C. Insurance Previsions
1. BOP - The company will be covered by a Business Owners Policy that includes
property and liability coverage. In a general outline, the coverage includes but is not limited to
the following:
a. Property insurance - protects building, equipment and inventory.
b. Business Income insurance - which protects from losses that occur when operations are
suspended because of a covered loss.
c. Bodily Injury and Property Damage Liability - in the event employees, products or services
cause harm to other people or their property.
d. Personal and Advertising Injury - coverage for copyright infringements, libel, or slander.
e. Medical Payment Coverage - medical expenses resulting from injury to others on premises
owned or rented.
f. Hired Auto coverage - provides liability coverage for autos leased, hired or borrowed by the
insured.
g. Non-owned Auto coverage - provides liability for employees using their personal auto in the
business of an insured.
h. Equipment Breakdown Coverage - which will protects equipment if damage occurs from
power surges, mechanical breakdown, burnout or operator error.

D. Contingency Plan

1. In the case too many competitors try to copy our business model we will approach
them with the offer to train them with proper methods for a fee and licenses them under our
name. We will then also sell the product to them at an increased price. Other methods would be
to begin to sell franchises.
2. In the case of significant employee fraud or theft and if insurance provisions do not
cover the specific incident the employee will be held fully responsible and legal actions will be
taken to the full extent to recover any financial loss.

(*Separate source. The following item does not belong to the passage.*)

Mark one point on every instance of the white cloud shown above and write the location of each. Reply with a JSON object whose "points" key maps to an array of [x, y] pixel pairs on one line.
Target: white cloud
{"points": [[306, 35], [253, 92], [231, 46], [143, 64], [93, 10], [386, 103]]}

3. In the case our main supplier cancels or breaches contract, we will have multiple
suppliers on standby in which an agreement has already been reached and only a signature will
be required to reopen the supply channel.
4. In the case an incident occurs that is not covered under insurance, management will
meet to discuss the severity of potential loss and decide if operations are economically
repairable taking into the financial standing of the company at the time of the loss. If a total loss
decision is decided upon, all assets will be liquidated to pay any current debt and liabilities, the
remaining value will be split among owners/investors relevant to the level of involvement. If
assets do not fully cover all debt, chapter 7 bankruptcy will likely result.
5. In the case Government regulation suspends or shuts down business, the cost
associated with following government regulation and/or reopening will be assessed in the same
fashion as outlined in the case 4 above.
6. In the case of an unforeseen risk or occurrence not listed which may result in
catastrophic losses, additions to the contingency plans will be added as deemed necessary by
upper level management/owners and investors in relation to their involvement.